County debt for school and general obligation funds would bring a bankruptcy to more than $4.1 billion, about twice as large as the record $1.7 billion filed by Orange County, Calif., in 1994.

The votes, which would reject the latest proposal from creditors and delay a bankruptcy filing, came after Alabama Gov. Robert Bentley (R), who has been actively involved in efforts to reach a settlement, asked the commissioners to take more time.



“The only thing that is unacceptable is a settlement that puts an unbearable burden on the customers of the system and thus stymies future economic growth for the county. The underlying foundation of any agreement has to be twofold. One, rate increases must be reasonable, and, two, the settlement has to be better than what we believe we could attain by Chapter 9 bankruptcy,” Stephens said.

Both Stephens and Commissioner Joe Knight are concerned that a mandatory sewer hookup for residents with failed septic systems would create a burden on the 5,000 homeowners who lost their houses during the April tornadoes.

“We’re not afraid to file Chapter 9,” Knight told commissioners during the meeting. Chapter 9 is a provision in the U.S. Internal Revenue Code that allows for insolvent municipalities to re-organize, rather than liquidate.

“The governor has asked us to allow more time. I’m not willing to allow more time unless we are involved in the negotiations,” Knight said. “If we’re going to go forward, it’s going to be us, our commission.”

Referring to published reports that a settlement had been reached already, Knight countered,
“We don’t have a deal,” and then he loudly and forcefully repeated it.

His motion to reject the offer won unanimous approval.

 “It’s time this commission took ownership of this debt crisis,” Stephens said before another unanimous vote to reach a settlement by next month.

In a meeting with reporters following the session, Carrington echoed a question, saying, “How close was the county to filing Chapter 9? Very, extremely.”

"[With the vote] we’re probably closer to a settlement because the decision-makers are talking to decision-makers,” he said.



The commissioners had met only briefly before going into executive session for more than four hours, returning to discuss, point by point, the creditors’ proposal, submitted on Aug. 11.

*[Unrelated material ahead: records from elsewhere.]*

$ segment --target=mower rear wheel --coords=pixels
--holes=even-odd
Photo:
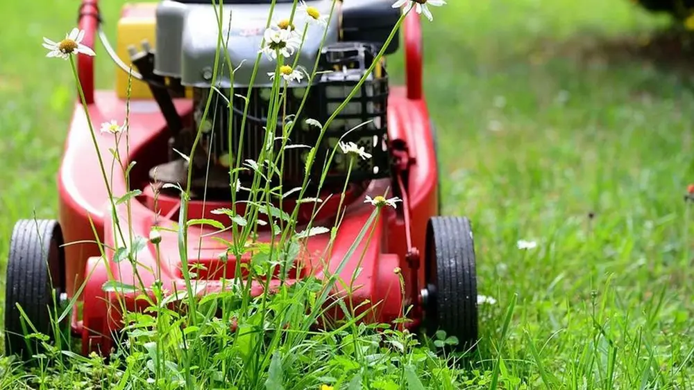
[[[477,292],[475,242],[470,221],[438,216],[427,226],[423,292],[425,324],[434,333],[458,339],[457,348],[472,349],[477,341]]]
[[[62,245],[62,231],[57,221],[22,220],[15,224],[6,278],[6,355],[28,360],[40,352],[40,342],[25,339],[26,334],[39,333],[49,341],[54,339],[51,314],[65,291]]]

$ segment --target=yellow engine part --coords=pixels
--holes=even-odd
[[[128,53],[128,47],[134,45],[141,49],[142,41],[149,42],[152,48],[156,47],[156,9],[157,3],[128,3],[123,6],[121,17],[118,20],[115,51],[118,57],[128,66],[132,62]],[[133,70],[137,71],[135,67]],[[128,83],[130,76],[117,65],[116,72],[116,94],[121,98],[128,98]],[[189,88],[186,89],[186,96],[192,96]],[[146,83],[132,80],[130,99],[153,98]]]

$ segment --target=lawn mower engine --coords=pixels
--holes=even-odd
[[[374,34],[371,30],[370,34],[362,33],[359,36],[357,33],[356,37],[341,41],[344,26],[341,26],[339,17],[332,18],[327,26],[307,25],[297,12],[293,24],[299,32],[305,26],[307,27],[305,39],[300,51],[283,60],[292,64],[296,58],[295,69],[309,73],[312,73],[317,61],[316,76],[311,85],[304,75],[301,82],[287,85],[278,120],[269,124],[273,81],[268,73],[275,72],[277,61],[264,56],[253,77],[254,63],[271,11],[269,1],[239,4],[226,15],[221,24],[232,27],[221,32],[228,49],[219,56],[217,69],[213,68],[219,35],[219,11],[211,5],[185,3],[192,1],[166,1],[160,3],[157,9],[156,53],[135,53],[132,58],[149,82],[171,130],[169,161],[151,170],[152,180],[183,184],[187,181],[190,164],[194,197],[229,199],[231,190],[235,190],[236,187],[231,183],[230,166],[248,160],[262,165],[258,159],[265,148],[264,159],[277,161],[278,171],[282,172],[281,176],[275,175],[271,185],[281,184],[291,189],[301,187],[305,181],[307,159],[315,146],[316,161],[307,173],[311,186],[316,186],[328,158],[335,148],[339,148],[339,142],[354,142],[372,157],[359,159],[350,167],[349,161],[341,152],[335,153],[328,168],[323,188],[334,187],[336,191],[341,191],[348,177],[351,182],[364,183],[389,176],[388,77],[384,61],[373,64],[386,34]],[[276,17],[280,19],[285,17],[288,19],[293,2],[278,3],[273,15],[278,15]],[[332,0],[312,3],[321,15],[330,15]],[[364,15],[370,15],[372,19],[380,17],[380,24],[383,23],[384,17],[389,17],[394,24],[399,16],[398,10],[390,7],[388,1],[352,3],[357,6],[353,4],[351,8],[335,11],[335,15],[341,12],[343,25],[363,24]],[[340,6],[338,3],[336,8]],[[324,33],[325,42],[321,48]],[[312,118],[324,123],[372,65],[373,71],[344,109],[335,116],[321,136],[321,127],[307,123],[305,120]],[[231,70],[237,67],[235,71]],[[161,88],[162,82],[192,89],[194,108],[189,125],[184,125],[171,100],[171,92],[175,96],[175,94],[182,92],[181,88],[177,91],[176,87],[169,87],[165,91]],[[301,112],[295,117],[300,107]],[[290,122],[292,125],[288,126]],[[192,150],[198,131],[201,136]],[[285,149],[283,144],[289,147]],[[181,154],[190,156],[189,160]],[[250,188],[253,170],[244,170],[239,175],[242,188]]]

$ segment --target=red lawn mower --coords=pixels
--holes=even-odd
[[[294,0],[276,1],[275,14],[289,15]],[[221,70],[214,85],[211,70],[217,45],[218,17],[215,6],[210,3],[209,0],[164,0],[128,4],[119,20],[118,44],[114,49],[100,28],[97,0],[83,0],[79,12],[79,28],[85,32],[83,44],[93,48],[99,36],[118,65],[116,88],[95,91],[93,58],[77,57],[89,117],[93,123],[111,120],[123,123],[129,99],[129,149],[125,143],[120,143],[118,148],[120,155],[127,157],[122,163],[124,166],[132,161],[137,163],[130,171],[129,186],[119,175],[113,175],[111,186],[115,197],[124,195],[128,188],[141,192],[132,198],[129,209],[123,203],[112,212],[87,118],[78,101],[58,175],[59,219],[21,220],[12,232],[5,311],[8,354],[27,350],[23,336],[26,324],[18,305],[37,330],[50,335],[53,332],[49,313],[53,312],[55,305],[74,298],[81,303],[81,313],[78,315],[77,310],[73,310],[71,319],[67,321],[72,335],[81,338],[83,353],[96,351],[108,355],[117,346],[114,335],[124,327],[119,302],[124,302],[128,311],[142,308],[141,301],[136,299],[139,292],[108,290],[103,288],[105,283],[112,283],[115,278],[124,285],[144,287],[149,291],[159,280],[169,290],[185,290],[185,270],[176,233],[162,231],[158,254],[152,241],[146,240],[137,254],[137,263],[116,261],[115,258],[119,254],[108,248],[119,247],[114,213],[124,228],[130,221],[131,234],[138,237],[149,237],[155,227],[175,231],[181,200],[180,192],[171,187],[185,186],[189,168],[192,175],[187,218],[230,224],[227,215],[211,211],[228,208],[231,204],[229,168],[224,163],[228,154],[239,150],[240,145],[242,161],[255,160],[265,147],[263,136],[259,134],[264,133],[270,82],[262,76],[273,71],[275,64],[264,59],[259,65],[259,77],[250,87],[249,80],[271,1],[224,1],[224,9],[230,10],[232,20],[229,24],[230,16],[223,17],[228,54],[233,63],[242,65],[232,80],[231,72]],[[328,15],[332,0],[307,3]],[[327,26],[310,27],[328,31],[321,48],[322,33],[310,30],[301,51],[294,55],[307,69],[313,69],[318,61],[321,72],[309,90],[303,118],[324,123],[357,85],[376,53],[383,48],[401,15],[400,10],[391,7],[392,3],[392,0],[339,1],[335,10],[337,17],[334,16]],[[352,293],[351,300],[355,305],[368,300],[364,307],[372,311],[364,321],[380,323],[392,323],[401,315],[403,308],[412,306],[408,312],[412,321],[407,326],[413,331],[441,329],[448,335],[457,337],[460,346],[469,347],[477,339],[473,233],[467,219],[439,215],[434,130],[422,87],[420,23],[419,15],[411,12],[403,25],[401,37],[396,37],[385,52],[390,55],[398,51],[402,37],[405,85],[389,85],[383,60],[344,112],[335,117],[320,143],[315,128],[303,120],[296,121],[291,142],[318,145],[316,168],[307,173],[312,183],[320,181],[322,162],[339,139],[364,148],[372,157],[353,167],[347,190],[343,191],[347,164],[336,156],[320,190],[319,197],[324,202],[318,215],[312,214],[314,204],[300,204],[298,231],[312,217],[314,226],[332,227],[343,193],[344,209],[341,211],[344,218],[330,258],[319,258],[330,235],[310,237],[296,258],[296,267],[289,272],[284,283],[296,283],[308,275],[321,278],[334,273],[374,210],[373,205],[364,202],[365,197],[398,197],[403,202],[396,208],[380,209],[371,238],[359,243],[355,252],[359,256],[348,258],[339,272],[344,280],[349,280],[357,267],[362,268],[355,281],[359,287]],[[121,60],[124,57],[130,60],[132,69],[136,71],[133,73],[131,88],[128,88],[130,75],[126,71],[130,65]],[[306,93],[307,82],[302,82],[290,85],[287,89],[287,112],[296,112]],[[235,97],[230,102],[218,94],[219,98],[211,100],[211,114],[203,119],[201,114],[209,94],[215,90],[232,96],[228,94],[232,87]],[[239,119],[245,100],[239,96],[250,96],[245,129],[241,128]],[[201,121],[208,122],[201,123]],[[357,126],[360,123],[366,124]],[[174,152],[188,155],[198,128],[206,129],[198,148],[203,157],[194,155],[185,159]],[[96,136],[101,155],[110,156],[109,149],[115,145],[112,134],[101,133]],[[307,152],[307,149],[301,148],[285,151],[282,186],[287,189],[301,186]],[[244,187],[251,186],[248,182],[251,179],[252,177],[240,177]],[[239,191],[238,197],[242,198],[242,194]],[[335,195],[338,196],[330,196]],[[290,196],[275,206],[291,213],[296,204]],[[104,244],[105,260],[94,243],[95,232]],[[269,240],[271,234],[269,230],[261,231],[257,240]],[[222,281],[244,277],[236,274],[236,260],[219,256],[226,247],[217,238],[232,240],[228,230],[220,231],[208,225],[189,229],[187,263],[196,270],[196,292],[201,295],[219,291],[224,285]],[[249,254],[239,261],[250,258]],[[396,271],[398,269],[400,272]],[[272,278],[271,287],[280,283],[278,276],[269,277]],[[400,277],[405,281],[404,294]],[[80,289],[82,285],[83,290]],[[264,287],[255,282],[253,286],[252,294],[255,296]],[[344,292],[336,288],[337,294]],[[60,299],[53,299],[54,295]]]

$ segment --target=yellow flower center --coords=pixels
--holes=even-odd
[[[69,54],[76,48],[77,42],[72,39],[62,39],[60,43],[58,44],[58,49],[65,54]]]
[[[373,198],[373,202],[376,204],[383,204],[386,202],[386,198],[382,197],[381,195],[378,195]]]
[[[277,26],[282,30],[289,30],[291,31],[294,29],[294,25],[289,23],[289,19],[283,19],[280,20],[280,22],[277,24]]]
[[[318,10],[318,8],[315,7],[308,7],[306,8],[306,13],[308,14],[308,16],[315,19],[320,19],[321,17],[321,11]]]
[[[283,75],[289,76],[291,74],[291,67],[289,65],[282,65],[282,67],[280,67],[280,73]]]

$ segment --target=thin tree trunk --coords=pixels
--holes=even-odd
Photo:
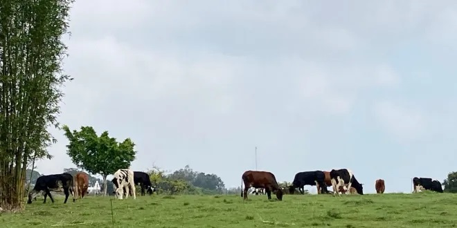
[[[103,174],[103,196],[108,196],[108,183],[107,183],[107,175]]]

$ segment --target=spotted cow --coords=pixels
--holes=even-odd
[[[337,194],[340,196],[339,187],[343,187],[344,189],[350,189],[353,187],[357,191],[357,193],[364,195],[364,187],[362,184],[359,183],[357,180],[354,176],[352,171],[346,169],[332,169],[330,171],[330,178],[332,181],[332,187],[333,187],[333,195]],[[347,191],[346,191],[347,193]],[[349,192],[350,193],[350,191]]]
[[[118,169],[114,173],[114,178],[113,178],[113,188],[116,198],[122,200],[124,196],[124,187],[129,189],[133,193],[134,200],[136,199],[136,193],[135,189],[135,182],[134,181],[134,172],[128,169]],[[125,194],[125,199],[128,198],[129,194]]]

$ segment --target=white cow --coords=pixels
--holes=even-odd
[[[332,169],[330,171],[332,187],[333,187],[333,196],[340,196],[340,187],[343,187],[343,191],[346,194],[350,194],[350,189],[352,187],[355,189],[359,195],[364,194],[363,184],[361,184],[354,176],[352,171],[346,169]]]
[[[118,169],[116,173],[114,173],[114,178],[113,178],[113,188],[114,189],[114,193],[116,198],[118,200],[122,200],[123,196],[124,196],[124,187],[125,190],[128,192],[129,189],[131,189],[133,193],[134,200],[136,199],[136,195],[135,194],[135,183],[134,182],[134,172],[128,169]],[[125,195],[125,198],[127,199],[129,197],[129,194]]]

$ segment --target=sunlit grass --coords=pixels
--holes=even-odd
[[[46,205],[0,216],[1,227],[451,227],[457,225],[457,195],[416,194],[87,197],[73,203]]]

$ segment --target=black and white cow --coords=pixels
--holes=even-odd
[[[46,203],[46,199],[49,196],[51,201],[53,203],[54,199],[51,195],[51,191],[63,191],[65,194],[65,200],[64,203],[66,203],[66,200],[70,196],[73,195],[73,202],[75,202],[78,197],[78,192],[73,191],[73,177],[70,173],[62,174],[52,174],[42,175],[37,179],[33,189],[28,193],[28,204],[32,203],[32,199],[35,198],[40,193],[44,192],[44,200],[43,203]]]
[[[294,194],[295,189],[298,188],[298,191],[303,195],[305,193],[305,185],[316,185],[318,193],[323,191],[327,192],[327,186],[325,182],[325,175],[323,171],[314,171],[300,172],[295,174],[292,185],[289,187],[289,191]],[[322,191],[321,191],[322,190]]]
[[[151,184],[151,180],[149,178],[149,175],[145,172],[134,171],[134,182],[136,185],[140,184],[141,187],[141,196],[145,196],[145,189],[149,195],[152,195],[154,191],[156,192],[155,186]],[[124,187],[124,193],[127,193],[127,189]],[[129,192],[130,196],[132,193]]]
[[[135,182],[134,181],[134,172],[128,169],[118,169],[114,174],[113,178],[113,188],[116,198],[122,200],[124,196],[124,188],[132,191],[133,193],[134,200],[136,199]],[[128,198],[129,194],[125,195],[125,199]]]
[[[441,183],[438,180],[432,180],[427,178],[413,178],[413,193],[417,193],[419,190],[430,190],[439,193],[442,193]]]
[[[363,184],[360,184],[354,176],[352,171],[346,169],[332,169],[330,171],[330,180],[333,187],[333,196],[340,196],[339,188],[343,187],[346,193],[350,194],[351,187],[355,188],[357,193],[364,195]]]

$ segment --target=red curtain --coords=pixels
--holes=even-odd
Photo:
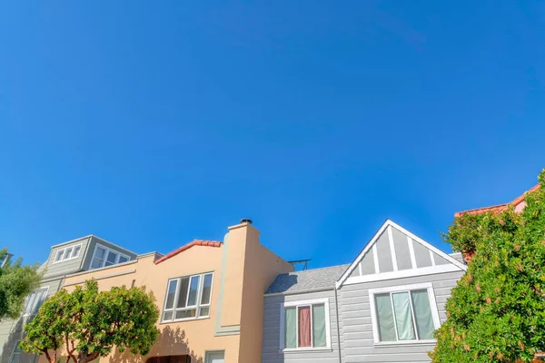
[[[312,347],[310,307],[299,309],[299,347]]]

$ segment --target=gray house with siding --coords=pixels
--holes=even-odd
[[[429,362],[467,270],[388,220],[350,265],[282,274],[264,296],[263,362]]]
[[[134,259],[136,254],[134,252],[94,235],[51,247],[47,260],[39,269],[44,272],[42,284],[26,299],[21,318],[0,321],[0,362],[37,362],[37,356],[18,349],[18,342],[24,338],[23,328],[37,313],[44,301],[61,289],[66,275]]]

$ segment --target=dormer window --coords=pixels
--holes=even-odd
[[[91,260],[91,269],[100,269],[103,267],[124,263],[131,260],[129,256],[124,255],[114,250],[110,250],[101,244],[94,248],[93,260]]]
[[[64,249],[58,250],[54,255],[54,260],[53,263],[63,262],[68,260],[77,259],[80,251],[82,250],[82,244],[75,246],[64,247]]]

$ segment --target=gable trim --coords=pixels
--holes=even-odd
[[[428,266],[414,270],[401,270],[398,271],[382,272],[374,275],[354,276],[346,279],[342,285],[352,285],[362,282],[382,281],[385,280],[396,280],[403,278],[411,278],[415,276],[433,275],[436,273],[456,272],[461,271],[457,266],[438,265]]]
[[[377,241],[379,237],[387,229],[388,229],[388,231],[387,231],[388,238],[390,240],[390,242],[391,243],[392,242],[391,227],[394,227],[397,230],[399,230],[400,231],[401,231],[402,233],[406,234],[408,239],[412,240],[411,242],[417,241],[418,243],[421,243],[422,246],[424,246],[428,250],[430,250],[431,252],[437,253],[439,256],[442,257],[443,259],[445,259],[446,260],[448,260],[454,266],[438,265],[438,266],[431,266],[431,268],[433,269],[432,270],[430,270],[430,268],[420,268],[420,269],[413,269],[413,270],[403,270],[400,271],[400,270],[396,270],[397,264],[395,264],[396,268],[394,268],[393,271],[381,273],[378,270],[378,256],[376,255],[376,248],[374,246],[375,246],[375,242]],[[409,250],[410,250],[410,255],[411,255],[411,257],[410,257],[411,262],[411,265],[413,267],[415,267],[416,266],[416,259],[414,256],[414,249],[412,248],[413,247],[412,243],[409,243],[409,246],[410,246]],[[374,264],[375,264],[375,271],[378,273],[376,273],[374,275],[365,275],[365,276],[357,276],[357,277],[350,278],[352,283],[357,283],[354,281],[366,282],[366,281],[377,281],[377,280],[391,280],[391,279],[396,279],[398,276],[404,277],[407,274],[408,274],[407,276],[419,276],[419,275],[426,275],[426,274],[431,274],[431,273],[441,273],[441,271],[448,272],[451,270],[463,270],[463,271],[467,270],[467,266],[465,266],[461,262],[458,261],[453,257],[443,252],[442,250],[432,246],[431,244],[426,242],[424,240],[421,239],[420,237],[418,237],[415,234],[411,233],[411,231],[407,231],[406,229],[404,229],[403,227],[395,223],[394,221],[392,221],[391,220],[386,220],[384,224],[382,224],[382,226],[379,229],[379,231],[377,231],[375,232],[375,234],[369,240],[369,242],[367,242],[367,244],[365,245],[365,247],[363,248],[362,252],[360,252],[358,257],[354,260],[354,261],[350,265],[350,267],[346,270],[346,271],[342,274],[342,276],[341,276],[339,280],[335,283],[335,287],[337,289],[341,288],[345,283],[345,281],[347,281],[347,280],[349,280],[350,275],[353,272],[353,270],[356,269],[358,264],[362,261],[363,257],[369,252],[369,250],[372,248],[373,249],[373,253],[374,253],[373,259],[374,259]],[[391,249],[391,253],[394,254],[395,252],[393,251],[393,250],[392,249]],[[392,260],[392,262],[393,261],[395,261],[395,260]],[[432,261],[433,261],[433,260],[432,260]],[[447,267],[445,268],[443,266],[447,266]],[[430,272],[431,270],[431,272]],[[363,278],[363,279],[360,279],[360,278]]]

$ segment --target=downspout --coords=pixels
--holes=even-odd
[[[337,345],[339,346],[339,363],[342,363],[341,356],[341,329],[339,325],[339,298],[337,297],[337,287],[335,286],[335,313],[337,314]]]

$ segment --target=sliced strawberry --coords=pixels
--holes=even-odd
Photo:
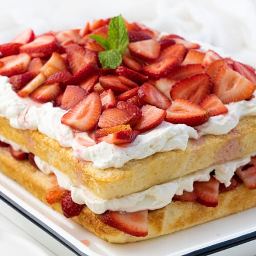
[[[78,73],[89,63],[96,64],[98,61],[98,57],[95,52],[75,44],[68,45],[66,51],[70,69],[73,75]]]
[[[17,42],[25,45],[33,41],[35,39],[35,34],[31,29],[27,29],[13,38],[11,42]]]
[[[88,95],[88,93],[78,86],[68,86],[61,99],[60,108],[65,110],[70,110]]]
[[[174,100],[186,99],[197,104],[209,93],[210,90],[209,75],[199,74],[177,82],[172,87],[170,95]]]
[[[161,46],[154,39],[131,42],[128,48],[133,55],[144,60],[152,60],[159,56]]]
[[[227,62],[224,59],[217,59],[211,62],[205,68],[205,72],[207,73],[212,79],[216,70],[222,66],[227,66]]]
[[[128,36],[129,37],[129,42],[133,42],[142,40],[147,40],[152,39],[152,37],[147,34],[145,34],[141,31],[128,31]]]
[[[157,61],[175,57],[178,58],[179,64],[180,64],[183,60],[185,53],[186,48],[183,45],[180,44],[173,45],[161,52]]]
[[[135,237],[147,235],[147,210],[126,212],[106,211],[99,219],[106,225]]]
[[[207,121],[207,111],[198,105],[185,99],[176,99],[166,110],[165,120],[172,123],[184,123],[196,126]]]
[[[69,193],[69,190],[62,187],[54,187],[47,191],[46,199],[48,204],[53,204],[60,202]]]
[[[234,177],[231,179],[230,182],[230,185],[228,187],[226,187],[224,183],[220,183],[220,187],[219,188],[220,192],[226,192],[227,191],[232,190],[239,185],[239,182]]]
[[[176,57],[157,61],[150,65],[144,66],[141,71],[146,75],[153,78],[160,78],[166,76],[172,69],[178,63]]]
[[[47,102],[54,100],[61,91],[59,83],[49,83],[38,87],[29,94],[29,97],[39,102]]]
[[[172,69],[167,77],[172,79],[182,80],[186,77],[202,73],[203,70],[204,68],[201,64],[177,66]]]
[[[204,52],[200,52],[197,50],[189,50],[182,62],[182,65],[202,64],[205,55],[205,53]]]
[[[139,71],[141,69],[141,68],[142,68],[140,63],[133,58],[123,55],[122,59],[124,66],[129,69],[132,69],[135,71]]]
[[[241,166],[236,171],[238,176],[243,181],[249,189],[256,188],[256,158],[251,158],[251,161],[244,166]]]
[[[58,49],[57,42],[56,38],[52,35],[42,35],[23,45],[19,50],[21,53],[28,53],[32,57],[42,58],[50,55]]]
[[[147,82],[139,88],[138,95],[144,101],[160,109],[166,110],[172,104],[170,100],[165,95],[156,87]]]
[[[21,44],[17,42],[9,42],[0,45],[0,56],[5,57],[18,54],[19,53],[19,47],[21,46],[22,46]]]
[[[83,205],[75,203],[71,197],[70,192],[61,201],[62,212],[66,218],[73,218],[78,216],[82,211]]]
[[[204,55],[204,59],[202,65],[206,67],[217,59],[221,59],[222,58],[216,52],[211,50],[208,50]]]
[[[99,80],[104,89],[112,89],[114,92],[122,93],[131,89],[131,87],[120,82],[118,76],[102,76],[99,78]]]
[[[116,72],[118,75],[124,76],[139,84],[143,83],[147,80],[147,77],[125,67],[118,67],[116,69]]]
[[[238,61],[234,61],[233,69],[234,70],[237,71],[256,85],[256,74],[255,71],[252,70],[244,64]]]
[[[108,128],[126,124],[134,116],[134,113],[114,108],[104,110],[99,118],[98,125],[101,128]]]
[[[198,49],[200,48],[200,46],[196,42],[189,42],[189,41],[186,41],[186,40],[178,37],[173,37],[173,39],[176,44],[182,44],[188,49]]]
[[[93,91],[94,86],[99,81],[99,74],[96,72],[78,84],[79,86],[89,93]]]
[[[116,100],[111,89],[104,91],[100,95],[102,111],[116,106]]]
[[[195,202],[197,200],[196,190],[193,190],[191,192],[183,190],[182,195],[175,195],[173,199],[185,202]]]
[[[66,82],[72,77],[71,74],[67,70],[55,73],[49,76],[46,80],[46,83]]]
[[[13,158],[17,160],[27,159],[28,157],[28,153],[24,152],[21,150],[15,150],[11,145],[10,145],[10,152]]]
[[[17,92],[22,89],[34,77],[35,74],[33,73],[26,72],[20,75],[11,76],[9,81],[12,84],[12,90]]]
[[[228,67],[220,67],[215,73],[212,92],[224,104],[246,99],[254,90],[252,82]]]
[[[215,95],[206,95],[199,103],[199,105],[206,110],[210,116],[223,115],[228,112],[227,107],[221,102],[221,100]]]
[[[0,68],[0,75],[10,77],[25,73],[30,61],[30,56],[26,53],[10,56]]]
[[[170,99],[170,91],[174,84],[176,83],[175,80],[168,78],[160,78],[155,83],[156,87],[168,99]]]
[[[28,70],[29,72],[32,72],[38,75],[40,73],[43,64],[40,58],[34,58],[29,62]]]
[[[145,132],[157,126],[164,120],[166,115],[165,111],[148,104],[142,106],[141,114],[141,118],[133,128],[140,132]]]
[[[86,132],[93,129],[99,121],[101,101],[97,93],[92,93],[61,118],[61,123],[74,129]]]
[[[197,200],[203,205],[215,207],[219,203],[220,182],[213,176],[208,181],[196,181],[194,187],[197,194]]]

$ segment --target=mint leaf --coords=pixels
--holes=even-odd
[[[122,55],[117,49],[100,52],[99,59],[103,69],[115,69],[122,63]]]
[[[122,15],[111,19],[109,25],[109,42],[111,49],[118,49],[124,54],[129,44],[125,23]]]
[[[109,39],[108,38],[103,37],[99,35],[92,35],[90,37],[91,38],[93,39],[93,40],[95,40],[99,44],[106,50],[110,50],[111,49],[110,48]]]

The offer, with more than $1 billion in concessions on the county’s sewer debt, included:

• Refinancing $2.3 billion in principal, with $233 million going to a debt-service reserve; $23.3 million for insurance costs and $2.07 billion to redeem all outstanding sewer warrants based on negotiated concessions. The sewer warrants have not been paid since 2008.

• Creating an independent governmental utility service corporation (GUSC) to issue the $2.3 billion in refinancing as well as own and operate the sewer system. This strategy would require state legislation, which Bentley would support, according to a memo filed by John S. Young, the receiver who has been negotiating on behalf of the county.

• Four scenarios for annual rate hikes, ranging from 6.1% to 7.8% in years one through three, then 3% annually for the following 37 years. A low-income assistance program is included.

“There were areas of the offer that were acceptable, other areas that were close and some that were totally off base,” Stephens said in an e-mail to ENR.“The shortest distance between two points is a straight line, and we’re putting a straight line between the commission and each individual creditor,” Carrington said, adding that future creditor meetings would be one on one, instead of in a group.